Thirty-one days ago, before the massive spill in the Gulf of Mexico, few would have predicted that oil-spill clean-up workers would be in high demand. Fewer still could have predicted that a silver-tongued college graduate who majored in poli-sci, the son of a Kenyan immigrant, would become the leader of the free world. American lawmakers and agency officials are simply no better than the Soviet commissars who thought, wrongly it turned out, that they could direct a planned national economy.

Two recent articles, “Why Liberal Education Matters,” by Peter Berkowitz, and “Plan B: Skip College,” by Jacques Steinberg, illustrate my points.

Berkowitz, a senior fellow at Stanford’s Hoover Institution and co-chair of a task force on the virtues of a free society, extols the societal contributions of liberal-arts students:

How can one think independently about what kind of life to live without acquiring familiarity with the ideas about happiness and misery, exaltation and despair, nobility and baseness that study of literature, philosophy and religion bring to life? How can one pass reasoned judgment on public policy if one is ignorant of the principles of constitutional government, the operation of the market, the impact of society on perception and belief and, not least, the competing opinions about justice to which democracy in America is heir?

How can one properly evaluate America’s place in the international order without an appreciation of the history of the rise and fall of nations, and that familiarity with allies and adversaries that comes from serious study of their languages, cultures and beliefs?

Steinberg — a New York Times education writer — takes a different tack, suggesting that we short-change our youth, while saddling them with long-term debt, by failing to recognize that for many of them specialized training and vocational apprenticeship may be far more valuable:

The idea that four years of higher education will translate into a better job, higher earnings and a happier life — a refrain sure to be repeated this month at graduation ceremonies across the country — has been pounded into the heads of schoolchildren, parents and educators. But there’s an underside to that conventional wisdom. . . .

“It is true that we need more nanosurgeons than we did 10 to 15 years ago,” said [Economics] Professor [Richard K.] Vedder, founder of the Center for College Affordability and Productivity, a research nonprofit in Washington. “But the numbers are still relatively small compared to the numbers of nurses’ aides we’re going to need. We will need hundreds of thousands of them over the next decade.”. . .

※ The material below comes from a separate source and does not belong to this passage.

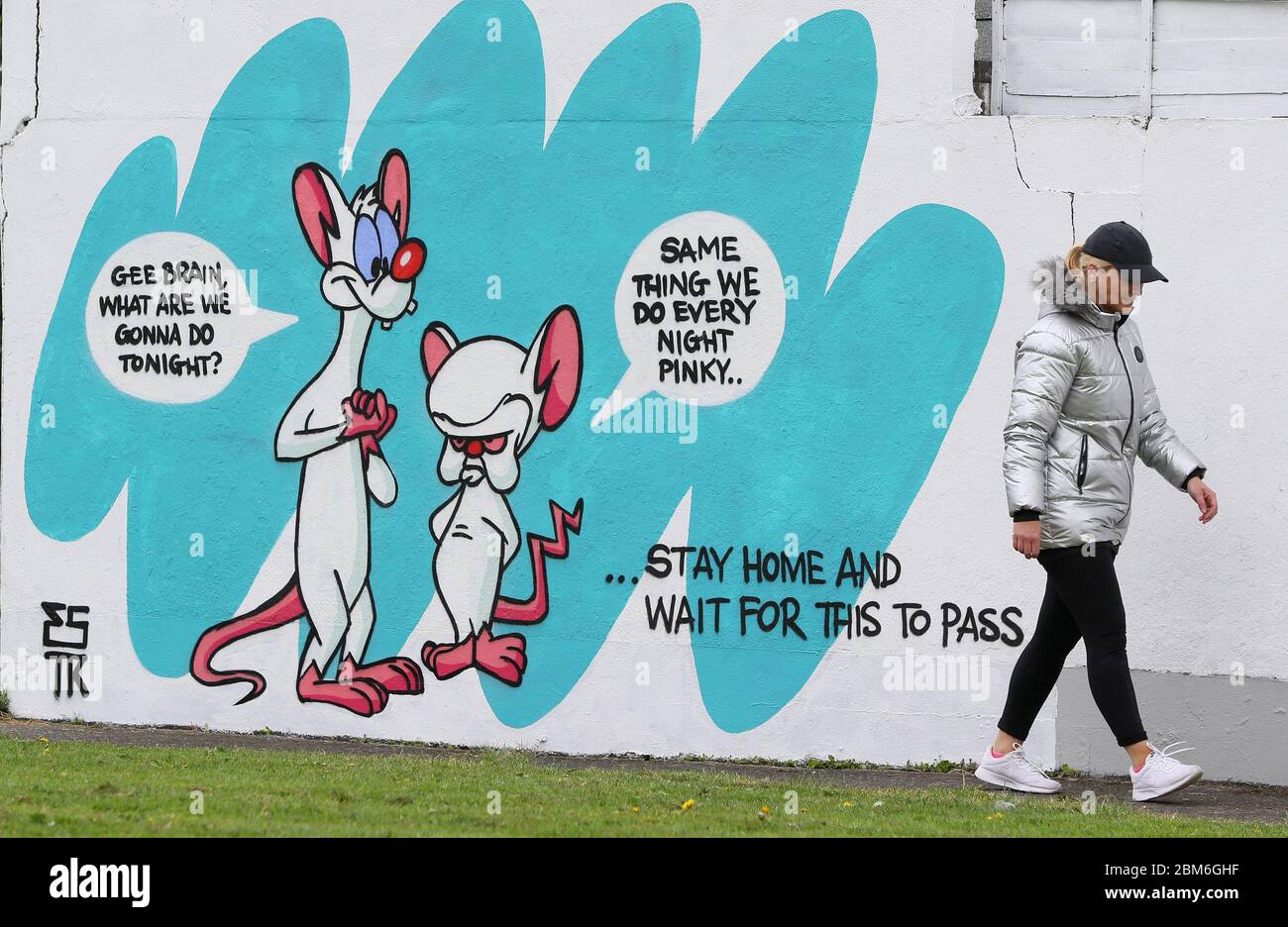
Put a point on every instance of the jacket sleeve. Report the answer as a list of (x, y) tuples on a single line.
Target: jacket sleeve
[(1044, 365), (1159, 447)]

College degrees are simply not necessary for many jobs. Of the 30 jobs projected to grow at the fastest rate over the next decade in the United States, only seven typically require a bachelor’s degree, according to the Bureau of Labor Statistics. Among the top 10 growing job categories, two require college degrees: accounting (a bachelor’s) and postsecondary teachers (a doctorate). But this growth is expected to be dwarfed by the need for registered nurses, home health aides, customer service representatives and store clerks. None of those jobs require a bachelor’s degree.

My point is not to jettison thoughtfulness when trying to fashion new immigration laws that will best suit our 21st Century needs. Rather, what a wonderful world it would be, I believe, if our lawmakers and immigration bureaucrats adopted a bit of Sam Cooke humility:

Don’t know much about history

Don’t know much biology

Don’t know much about a science book

Don’t know much about the French [we] took . . .

Don’t know much about geography

Don’t know much trigonometry

Don’t know much about algebra

If not a wonderful world, then certainly a better nation America would be if it provided the flex in our legal system to make room in this country for bright, hard-working, well-educated or suitably-trained immigrants to serve our economic, political, cultural and societal needs in future decades.